Past that, I don’t know who decided to put those stories online, how they chose them, or whether it was a heavy lift to do so. This is the only other clue I have, which came in the form of a Twitter reply last year:
We’re seeing again this week that there is power in the archives. So thank you to all of the rad people out there who work to make them more accessible, whoever you are.

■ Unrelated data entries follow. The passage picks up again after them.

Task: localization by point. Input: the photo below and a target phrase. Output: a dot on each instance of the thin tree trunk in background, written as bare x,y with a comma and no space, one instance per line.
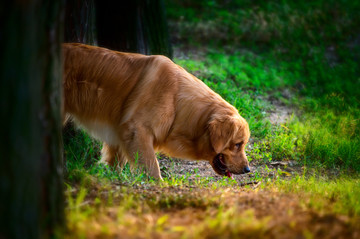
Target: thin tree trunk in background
133,26
80,21
31,187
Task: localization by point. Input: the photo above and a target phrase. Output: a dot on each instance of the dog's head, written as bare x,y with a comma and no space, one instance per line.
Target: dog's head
229,135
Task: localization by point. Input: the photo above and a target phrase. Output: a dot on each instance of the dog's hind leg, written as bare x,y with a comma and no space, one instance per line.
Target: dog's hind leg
138,146
112,156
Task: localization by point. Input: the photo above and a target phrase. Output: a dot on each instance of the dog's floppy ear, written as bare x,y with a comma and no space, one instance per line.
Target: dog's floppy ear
222,130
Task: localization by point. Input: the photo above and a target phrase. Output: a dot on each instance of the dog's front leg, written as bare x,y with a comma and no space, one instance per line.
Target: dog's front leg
138,145
112,156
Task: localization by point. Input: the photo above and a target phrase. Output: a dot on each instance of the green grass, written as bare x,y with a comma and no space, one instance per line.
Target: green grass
301,55
340,195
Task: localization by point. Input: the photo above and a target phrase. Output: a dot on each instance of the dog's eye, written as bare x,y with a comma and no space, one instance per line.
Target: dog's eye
238,145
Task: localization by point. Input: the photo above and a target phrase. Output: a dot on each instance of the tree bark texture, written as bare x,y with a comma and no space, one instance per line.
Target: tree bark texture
31,187
133,26
80,21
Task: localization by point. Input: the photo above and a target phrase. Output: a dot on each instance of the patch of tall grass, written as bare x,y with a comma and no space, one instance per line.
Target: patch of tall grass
339,195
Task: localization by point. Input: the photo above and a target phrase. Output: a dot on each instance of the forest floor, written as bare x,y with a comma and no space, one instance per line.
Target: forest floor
194,202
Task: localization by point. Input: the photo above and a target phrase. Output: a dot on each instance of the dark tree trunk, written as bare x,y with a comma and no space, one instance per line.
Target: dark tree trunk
133,26
31,185
80,21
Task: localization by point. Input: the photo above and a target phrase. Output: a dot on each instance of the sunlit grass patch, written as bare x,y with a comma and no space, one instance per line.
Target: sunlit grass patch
340,195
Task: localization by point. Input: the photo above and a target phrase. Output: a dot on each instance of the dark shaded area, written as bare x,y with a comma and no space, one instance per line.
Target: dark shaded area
31,185
80,21
133,26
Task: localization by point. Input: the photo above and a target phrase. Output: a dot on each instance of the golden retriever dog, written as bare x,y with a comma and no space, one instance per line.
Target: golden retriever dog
138,105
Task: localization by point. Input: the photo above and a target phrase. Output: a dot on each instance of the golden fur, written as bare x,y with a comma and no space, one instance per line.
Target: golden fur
139,104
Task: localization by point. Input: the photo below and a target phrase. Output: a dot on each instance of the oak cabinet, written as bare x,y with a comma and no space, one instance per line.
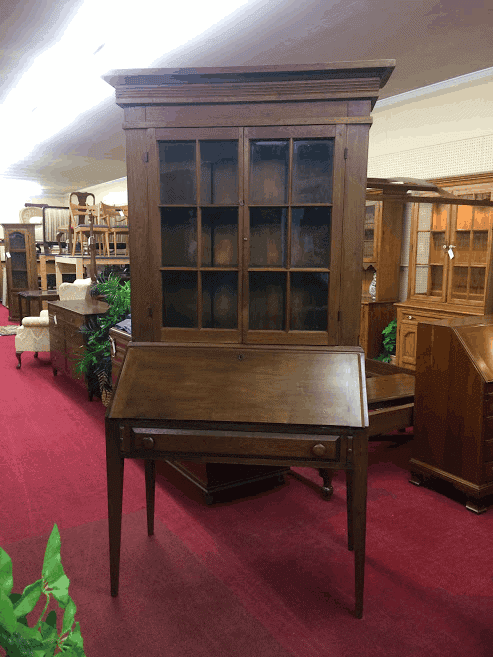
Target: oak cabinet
66,339
246,192
20,262
381,257
453,418
450,266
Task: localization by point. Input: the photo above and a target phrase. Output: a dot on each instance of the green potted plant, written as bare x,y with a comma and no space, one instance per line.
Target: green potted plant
389,334
46,637
95,364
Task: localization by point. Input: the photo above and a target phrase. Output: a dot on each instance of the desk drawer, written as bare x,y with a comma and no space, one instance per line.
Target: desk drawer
233,443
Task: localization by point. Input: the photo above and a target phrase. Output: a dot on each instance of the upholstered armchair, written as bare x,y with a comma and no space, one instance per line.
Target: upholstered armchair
34,334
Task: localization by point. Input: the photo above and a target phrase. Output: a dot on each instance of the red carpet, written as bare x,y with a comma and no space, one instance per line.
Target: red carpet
268,574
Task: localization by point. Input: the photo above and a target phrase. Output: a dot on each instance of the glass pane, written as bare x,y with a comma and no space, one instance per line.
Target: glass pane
18,261
179,298
423,249
462,247
309,296
219,172
459,282
482,218
424,217
436,247
368,245
436,281
310,237
476,290
179,237
313,161
267,300
177,172
421,283
464,217
440,216
19,280
268,237
220,299
479,247
17,241
219,237
269,171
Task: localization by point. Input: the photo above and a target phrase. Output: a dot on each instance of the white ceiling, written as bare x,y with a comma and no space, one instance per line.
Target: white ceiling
431,40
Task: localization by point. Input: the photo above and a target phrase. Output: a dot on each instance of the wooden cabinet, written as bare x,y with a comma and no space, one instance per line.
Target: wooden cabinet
247,190
20,262
66,339
381,257
453,417
450,266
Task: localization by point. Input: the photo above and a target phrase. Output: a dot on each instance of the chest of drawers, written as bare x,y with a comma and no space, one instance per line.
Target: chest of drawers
66,339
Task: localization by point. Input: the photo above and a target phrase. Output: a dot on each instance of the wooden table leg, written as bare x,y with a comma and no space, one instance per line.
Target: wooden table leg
359,488
150,475
114,470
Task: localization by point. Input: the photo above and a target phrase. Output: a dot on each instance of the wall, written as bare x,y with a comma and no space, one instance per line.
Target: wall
441,130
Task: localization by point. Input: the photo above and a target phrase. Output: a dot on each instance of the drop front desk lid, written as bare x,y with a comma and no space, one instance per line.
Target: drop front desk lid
323,386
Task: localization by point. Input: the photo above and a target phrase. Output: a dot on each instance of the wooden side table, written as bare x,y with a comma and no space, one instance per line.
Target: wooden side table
36,295
258,405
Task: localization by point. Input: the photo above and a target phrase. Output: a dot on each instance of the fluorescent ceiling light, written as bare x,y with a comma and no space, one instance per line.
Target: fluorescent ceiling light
65,80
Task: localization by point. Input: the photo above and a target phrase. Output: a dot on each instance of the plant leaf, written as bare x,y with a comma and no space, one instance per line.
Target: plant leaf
6,578
7,616
29,598
51,618
60,590
68,616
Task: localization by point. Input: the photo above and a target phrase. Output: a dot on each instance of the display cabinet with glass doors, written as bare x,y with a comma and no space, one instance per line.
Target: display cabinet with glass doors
246,190
20,262
450,266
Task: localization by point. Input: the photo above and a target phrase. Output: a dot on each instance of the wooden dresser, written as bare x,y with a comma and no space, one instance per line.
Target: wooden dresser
66,339
453,418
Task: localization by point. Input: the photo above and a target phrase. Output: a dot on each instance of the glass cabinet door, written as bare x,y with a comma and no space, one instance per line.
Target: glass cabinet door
199,211
470,247
288,222
431,249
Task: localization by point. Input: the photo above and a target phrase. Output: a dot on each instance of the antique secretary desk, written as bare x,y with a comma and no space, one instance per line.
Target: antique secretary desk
246,205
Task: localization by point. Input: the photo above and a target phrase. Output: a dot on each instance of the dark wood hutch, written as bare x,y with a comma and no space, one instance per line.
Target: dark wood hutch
246,200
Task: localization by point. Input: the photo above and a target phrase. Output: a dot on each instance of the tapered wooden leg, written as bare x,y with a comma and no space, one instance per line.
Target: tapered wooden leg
327,475
349,504
114,470
150,474
359,490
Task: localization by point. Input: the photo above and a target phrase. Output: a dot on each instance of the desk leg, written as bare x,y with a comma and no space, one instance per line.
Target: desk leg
359,488
114,470
150,474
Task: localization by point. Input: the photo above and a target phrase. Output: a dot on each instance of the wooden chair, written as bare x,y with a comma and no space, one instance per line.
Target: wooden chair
84,219
68,231
117,219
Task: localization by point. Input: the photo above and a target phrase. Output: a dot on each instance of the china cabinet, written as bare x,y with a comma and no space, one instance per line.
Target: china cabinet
450,265
453,422
20,262
246,200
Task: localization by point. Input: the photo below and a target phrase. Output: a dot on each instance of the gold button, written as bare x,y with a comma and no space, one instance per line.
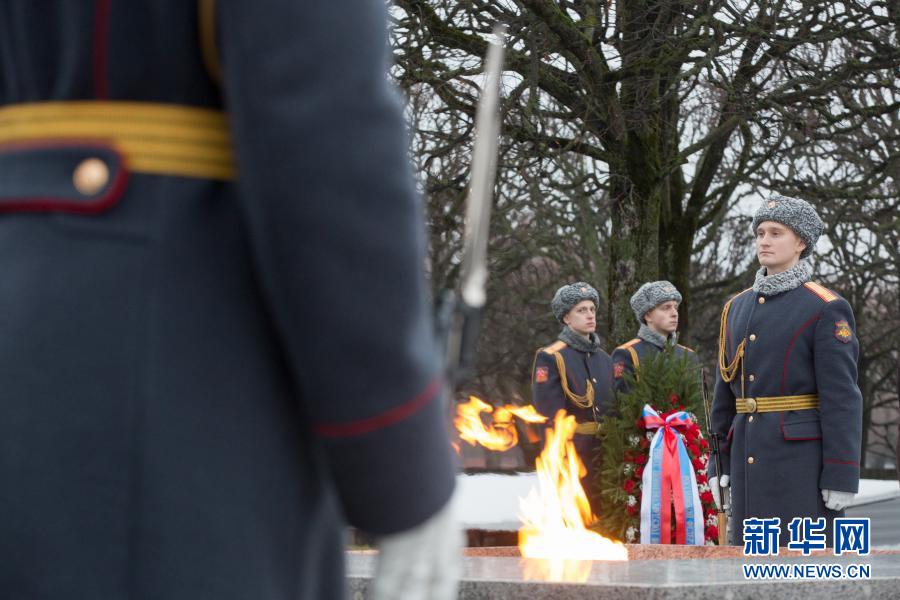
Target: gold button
90,176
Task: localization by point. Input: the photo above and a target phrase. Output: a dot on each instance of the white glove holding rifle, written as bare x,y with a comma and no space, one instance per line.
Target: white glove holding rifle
422,563
836,500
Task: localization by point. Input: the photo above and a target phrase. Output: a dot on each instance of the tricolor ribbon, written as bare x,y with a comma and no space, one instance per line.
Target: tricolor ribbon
669,479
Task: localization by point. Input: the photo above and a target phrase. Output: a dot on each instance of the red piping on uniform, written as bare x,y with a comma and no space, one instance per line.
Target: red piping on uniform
101,49
791,345
385,419
106,200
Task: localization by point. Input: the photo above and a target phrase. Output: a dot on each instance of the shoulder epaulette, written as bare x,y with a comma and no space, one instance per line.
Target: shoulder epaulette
628,344
821,291
554,347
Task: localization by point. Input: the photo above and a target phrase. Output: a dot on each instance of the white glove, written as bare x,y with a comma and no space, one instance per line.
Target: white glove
836,500
714,484
422,563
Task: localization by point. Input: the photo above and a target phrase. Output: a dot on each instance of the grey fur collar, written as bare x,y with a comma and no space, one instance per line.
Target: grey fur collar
578,342
650,336
771,285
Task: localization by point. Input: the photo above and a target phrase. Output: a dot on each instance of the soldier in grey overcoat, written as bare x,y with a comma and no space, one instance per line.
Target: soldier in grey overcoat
216,344
574,374
786,397
655,307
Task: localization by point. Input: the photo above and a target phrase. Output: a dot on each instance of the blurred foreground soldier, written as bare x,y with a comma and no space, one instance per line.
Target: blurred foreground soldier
786,398
196,398
655,306
575,374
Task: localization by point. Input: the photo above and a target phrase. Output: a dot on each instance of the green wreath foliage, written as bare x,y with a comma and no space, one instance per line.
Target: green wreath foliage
667,383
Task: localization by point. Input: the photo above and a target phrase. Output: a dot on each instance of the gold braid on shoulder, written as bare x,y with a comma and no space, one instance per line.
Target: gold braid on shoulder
728,371
585,401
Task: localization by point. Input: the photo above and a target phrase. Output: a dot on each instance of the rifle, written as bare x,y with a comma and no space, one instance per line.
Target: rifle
459,312
721,511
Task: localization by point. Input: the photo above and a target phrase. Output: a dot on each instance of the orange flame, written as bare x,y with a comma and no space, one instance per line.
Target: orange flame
502,434
554,516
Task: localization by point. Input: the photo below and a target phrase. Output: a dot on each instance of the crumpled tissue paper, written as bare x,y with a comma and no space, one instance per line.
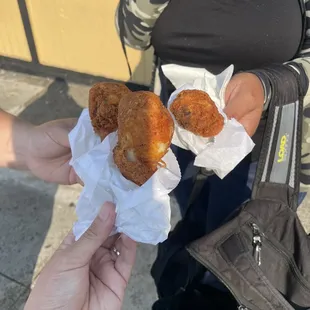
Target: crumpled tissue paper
142,213
225,151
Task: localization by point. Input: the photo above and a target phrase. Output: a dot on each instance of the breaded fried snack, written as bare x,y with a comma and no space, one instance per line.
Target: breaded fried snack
145,129
195,111
103,106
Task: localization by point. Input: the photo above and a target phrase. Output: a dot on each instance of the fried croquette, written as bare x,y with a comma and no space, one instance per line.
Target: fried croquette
195,111
145,129
103,106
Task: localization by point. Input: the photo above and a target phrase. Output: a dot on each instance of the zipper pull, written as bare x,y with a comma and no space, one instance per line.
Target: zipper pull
257,244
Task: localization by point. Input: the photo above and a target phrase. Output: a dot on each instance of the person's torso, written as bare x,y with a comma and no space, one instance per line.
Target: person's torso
216,33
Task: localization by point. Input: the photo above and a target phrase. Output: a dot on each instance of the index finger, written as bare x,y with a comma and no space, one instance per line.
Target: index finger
125,261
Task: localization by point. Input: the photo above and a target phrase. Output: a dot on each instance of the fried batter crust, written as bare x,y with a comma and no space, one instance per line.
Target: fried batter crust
145,130
195,111
103,106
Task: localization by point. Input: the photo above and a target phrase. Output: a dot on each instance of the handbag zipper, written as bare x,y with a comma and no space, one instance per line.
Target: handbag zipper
257,247
257,243
193,254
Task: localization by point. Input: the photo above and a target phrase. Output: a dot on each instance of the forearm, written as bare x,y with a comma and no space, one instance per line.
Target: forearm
14,136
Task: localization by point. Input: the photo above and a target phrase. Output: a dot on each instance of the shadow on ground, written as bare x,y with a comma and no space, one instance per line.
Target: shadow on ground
26,211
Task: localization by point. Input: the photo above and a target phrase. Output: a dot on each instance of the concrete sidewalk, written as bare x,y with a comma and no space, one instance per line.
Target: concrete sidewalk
34,215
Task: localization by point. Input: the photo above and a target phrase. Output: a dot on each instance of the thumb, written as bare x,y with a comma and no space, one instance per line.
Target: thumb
96,234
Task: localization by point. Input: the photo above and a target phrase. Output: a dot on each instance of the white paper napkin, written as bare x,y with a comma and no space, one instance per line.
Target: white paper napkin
225,151
143,213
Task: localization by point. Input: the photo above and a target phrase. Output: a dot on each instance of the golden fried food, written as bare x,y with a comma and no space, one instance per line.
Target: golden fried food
195,111
145,129
103,106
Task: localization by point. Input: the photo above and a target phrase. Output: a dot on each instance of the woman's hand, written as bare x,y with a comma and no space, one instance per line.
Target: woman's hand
49,152
87,274
244,99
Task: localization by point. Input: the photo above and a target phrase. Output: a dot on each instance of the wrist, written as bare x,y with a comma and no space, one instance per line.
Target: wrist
14,141
266,87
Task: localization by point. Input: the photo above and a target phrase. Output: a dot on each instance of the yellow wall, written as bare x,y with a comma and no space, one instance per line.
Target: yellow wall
80,35
13,42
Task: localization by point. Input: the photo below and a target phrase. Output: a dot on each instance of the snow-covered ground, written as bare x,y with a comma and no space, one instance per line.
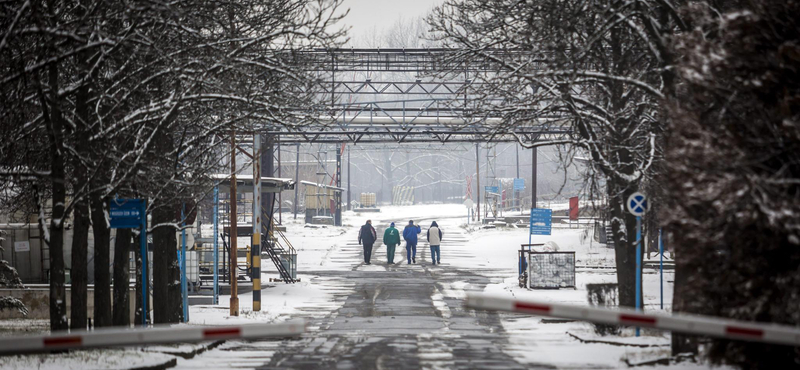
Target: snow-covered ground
488,252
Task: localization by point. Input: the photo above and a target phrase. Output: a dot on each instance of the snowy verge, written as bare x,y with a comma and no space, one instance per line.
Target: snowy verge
112,359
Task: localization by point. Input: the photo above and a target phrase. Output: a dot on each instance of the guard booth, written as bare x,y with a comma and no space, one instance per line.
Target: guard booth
320,203
274,245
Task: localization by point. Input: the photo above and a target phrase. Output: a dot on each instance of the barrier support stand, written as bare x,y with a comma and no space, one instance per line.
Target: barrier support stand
638,266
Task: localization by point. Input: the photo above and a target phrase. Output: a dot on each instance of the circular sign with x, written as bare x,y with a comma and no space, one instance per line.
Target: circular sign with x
637,204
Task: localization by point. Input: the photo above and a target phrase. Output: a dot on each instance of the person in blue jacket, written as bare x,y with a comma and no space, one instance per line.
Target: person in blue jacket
410,235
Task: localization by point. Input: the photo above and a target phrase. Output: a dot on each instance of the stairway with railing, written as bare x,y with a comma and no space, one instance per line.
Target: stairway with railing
278,248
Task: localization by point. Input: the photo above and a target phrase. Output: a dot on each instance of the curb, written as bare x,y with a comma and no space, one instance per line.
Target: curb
164,366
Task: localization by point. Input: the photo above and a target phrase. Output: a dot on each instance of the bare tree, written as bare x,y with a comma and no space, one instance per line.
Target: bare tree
592,67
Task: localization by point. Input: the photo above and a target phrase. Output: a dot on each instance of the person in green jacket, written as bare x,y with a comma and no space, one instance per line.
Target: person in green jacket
391,237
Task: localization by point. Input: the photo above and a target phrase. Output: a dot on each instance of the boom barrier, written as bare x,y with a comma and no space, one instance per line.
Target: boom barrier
690,324
147,336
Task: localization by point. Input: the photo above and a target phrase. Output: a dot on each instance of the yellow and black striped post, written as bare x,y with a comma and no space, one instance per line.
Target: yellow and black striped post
255,254
256,270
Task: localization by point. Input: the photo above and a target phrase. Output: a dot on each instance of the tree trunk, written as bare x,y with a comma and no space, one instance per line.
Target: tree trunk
58,293
80,276
80,186
102,277
122,247
167,303
623,226
137,314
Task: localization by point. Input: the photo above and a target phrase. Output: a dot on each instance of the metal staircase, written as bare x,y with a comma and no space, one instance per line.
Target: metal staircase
278,248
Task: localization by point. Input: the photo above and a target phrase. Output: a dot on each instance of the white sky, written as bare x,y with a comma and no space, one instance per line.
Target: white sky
366,15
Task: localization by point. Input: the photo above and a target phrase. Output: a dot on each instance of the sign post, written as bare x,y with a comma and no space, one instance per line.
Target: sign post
468,203
519,186
131,214
184,285
541,222
637,206
216,245
661,265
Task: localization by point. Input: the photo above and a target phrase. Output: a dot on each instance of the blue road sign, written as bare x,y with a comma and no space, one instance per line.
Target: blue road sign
519,184
541,222
637,204
125,213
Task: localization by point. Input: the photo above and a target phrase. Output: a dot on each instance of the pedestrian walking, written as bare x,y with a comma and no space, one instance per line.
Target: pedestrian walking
367,237
410,235
391,237
435,240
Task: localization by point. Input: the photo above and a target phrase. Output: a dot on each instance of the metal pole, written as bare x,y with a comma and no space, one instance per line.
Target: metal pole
145,273
638,266
348,179
661,265
184,288
280,193
533,177
478,182
516,193
296,179
338,194
216,245
255,248
234,229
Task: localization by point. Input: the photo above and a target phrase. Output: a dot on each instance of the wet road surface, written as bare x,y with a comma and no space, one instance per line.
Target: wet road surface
393,317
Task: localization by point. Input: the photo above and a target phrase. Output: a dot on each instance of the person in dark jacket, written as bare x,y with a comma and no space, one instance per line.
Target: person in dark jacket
435,240
391,237
367,237
410,235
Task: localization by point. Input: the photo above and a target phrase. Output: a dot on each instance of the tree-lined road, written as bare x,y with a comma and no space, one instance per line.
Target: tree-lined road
393,317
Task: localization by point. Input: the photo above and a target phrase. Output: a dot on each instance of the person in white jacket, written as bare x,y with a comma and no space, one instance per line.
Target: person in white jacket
435,240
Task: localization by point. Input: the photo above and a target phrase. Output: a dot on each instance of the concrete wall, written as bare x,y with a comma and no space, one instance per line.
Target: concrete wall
37,299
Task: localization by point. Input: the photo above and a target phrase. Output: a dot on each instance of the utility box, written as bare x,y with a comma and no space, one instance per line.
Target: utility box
551,270
368,200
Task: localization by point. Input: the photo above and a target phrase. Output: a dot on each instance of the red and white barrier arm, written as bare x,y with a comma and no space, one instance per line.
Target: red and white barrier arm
690,324
145,336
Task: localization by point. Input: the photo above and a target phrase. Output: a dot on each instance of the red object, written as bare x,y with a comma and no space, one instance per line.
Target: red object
532,308
637,320
73,341
573,208
222,333
743,332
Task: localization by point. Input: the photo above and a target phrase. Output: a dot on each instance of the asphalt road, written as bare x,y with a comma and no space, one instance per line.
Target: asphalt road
394,317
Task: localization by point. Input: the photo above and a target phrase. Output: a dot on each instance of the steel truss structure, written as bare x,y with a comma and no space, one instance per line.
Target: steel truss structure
408,96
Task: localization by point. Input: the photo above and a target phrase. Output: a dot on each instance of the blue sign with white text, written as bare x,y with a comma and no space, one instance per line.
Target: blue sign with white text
541,221
519,184
126,213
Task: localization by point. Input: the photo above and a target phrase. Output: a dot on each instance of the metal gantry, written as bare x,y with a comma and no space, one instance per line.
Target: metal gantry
410,96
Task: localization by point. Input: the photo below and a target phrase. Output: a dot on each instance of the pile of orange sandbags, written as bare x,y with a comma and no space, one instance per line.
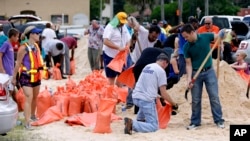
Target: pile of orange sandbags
82,97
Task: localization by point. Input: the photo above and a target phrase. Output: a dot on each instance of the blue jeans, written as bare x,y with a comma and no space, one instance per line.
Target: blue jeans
209,78
129,100
147,112
181,65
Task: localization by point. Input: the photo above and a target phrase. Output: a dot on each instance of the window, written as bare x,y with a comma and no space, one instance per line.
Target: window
59,19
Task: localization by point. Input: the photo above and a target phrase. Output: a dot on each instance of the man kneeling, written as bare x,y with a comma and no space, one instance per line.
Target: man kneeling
152,78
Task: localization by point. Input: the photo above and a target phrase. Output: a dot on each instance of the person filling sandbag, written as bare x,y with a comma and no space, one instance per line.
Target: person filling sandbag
145,94
148,56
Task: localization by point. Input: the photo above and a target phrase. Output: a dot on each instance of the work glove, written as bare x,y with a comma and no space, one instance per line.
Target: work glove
222,33
175,109
163,103
132,21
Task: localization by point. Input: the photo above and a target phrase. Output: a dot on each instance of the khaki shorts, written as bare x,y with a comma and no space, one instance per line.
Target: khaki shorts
10,85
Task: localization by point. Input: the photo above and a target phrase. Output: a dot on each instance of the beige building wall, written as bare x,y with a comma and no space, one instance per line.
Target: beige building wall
46,8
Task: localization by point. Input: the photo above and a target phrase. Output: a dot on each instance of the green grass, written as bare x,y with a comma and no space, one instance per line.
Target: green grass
19,133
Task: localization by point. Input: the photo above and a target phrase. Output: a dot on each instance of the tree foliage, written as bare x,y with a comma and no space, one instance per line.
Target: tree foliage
141,5
221,7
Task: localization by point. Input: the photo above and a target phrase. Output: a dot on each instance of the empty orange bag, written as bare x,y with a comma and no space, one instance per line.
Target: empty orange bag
119,61
72,67
127,77
87,119
75,104
164,114
56,73
20,99
103,118
243,75
52,114
43,102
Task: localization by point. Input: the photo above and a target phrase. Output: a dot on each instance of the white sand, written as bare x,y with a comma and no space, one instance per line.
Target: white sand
232,91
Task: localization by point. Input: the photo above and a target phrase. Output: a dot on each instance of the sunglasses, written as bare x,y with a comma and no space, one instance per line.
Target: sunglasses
36,33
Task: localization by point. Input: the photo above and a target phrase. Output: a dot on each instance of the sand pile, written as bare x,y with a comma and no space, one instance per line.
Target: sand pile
232,91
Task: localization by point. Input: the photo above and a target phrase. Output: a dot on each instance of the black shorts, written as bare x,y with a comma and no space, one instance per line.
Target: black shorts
24,80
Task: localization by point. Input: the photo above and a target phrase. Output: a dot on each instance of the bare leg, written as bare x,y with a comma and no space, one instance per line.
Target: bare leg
28,92
33,103
111,80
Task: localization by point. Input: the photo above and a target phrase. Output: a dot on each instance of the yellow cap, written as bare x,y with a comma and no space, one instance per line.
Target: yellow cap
122,17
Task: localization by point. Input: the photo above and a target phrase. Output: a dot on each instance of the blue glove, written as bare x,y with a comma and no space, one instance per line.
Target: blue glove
221,33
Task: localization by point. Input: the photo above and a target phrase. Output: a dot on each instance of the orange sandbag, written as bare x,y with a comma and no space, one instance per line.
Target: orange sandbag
103,118
43,102
119,61
72,67
20,99
63,102
164,114
70,84
87,119
243,75
52,114
56,73
127,77
91,103
45,73
75,104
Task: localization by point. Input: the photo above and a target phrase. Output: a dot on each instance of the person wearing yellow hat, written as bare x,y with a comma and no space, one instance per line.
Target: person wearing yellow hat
115,38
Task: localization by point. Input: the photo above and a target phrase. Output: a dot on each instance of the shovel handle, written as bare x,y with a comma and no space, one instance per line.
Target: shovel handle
202,65
248,87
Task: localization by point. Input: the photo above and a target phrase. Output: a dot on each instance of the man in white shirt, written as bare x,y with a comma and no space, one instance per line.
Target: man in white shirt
115,38
146,38
145,94
47,34
55,49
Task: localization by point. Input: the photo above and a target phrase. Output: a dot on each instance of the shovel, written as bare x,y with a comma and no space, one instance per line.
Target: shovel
202,65
248,87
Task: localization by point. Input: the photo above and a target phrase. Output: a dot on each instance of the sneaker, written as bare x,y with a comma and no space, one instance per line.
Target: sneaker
220,125
129,106
128,126
192,127
28,127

Back in the blogging days in the 2000s the News & Record was very aggressive about experimenting with it and finding ways to engage with the community. Even though I was a Winston-Salem resident and subscribed to the Journal, I felt way more engaged with N&R and Greensboro at the time because of their engagement. There was also a robust community of "citizen journalists" in Greensboro at the time, and there was even a conference organized by that community -ConvergeSouth - that still exists but has morphed into more of a business/investor conference in recent years. All that to say, it doesn't surprise me at all that their stuff is much more searchable/findable than other NC newspapers.
If you get hold of Lex Alexander or John Robinson they could probably give you a whole lot of background.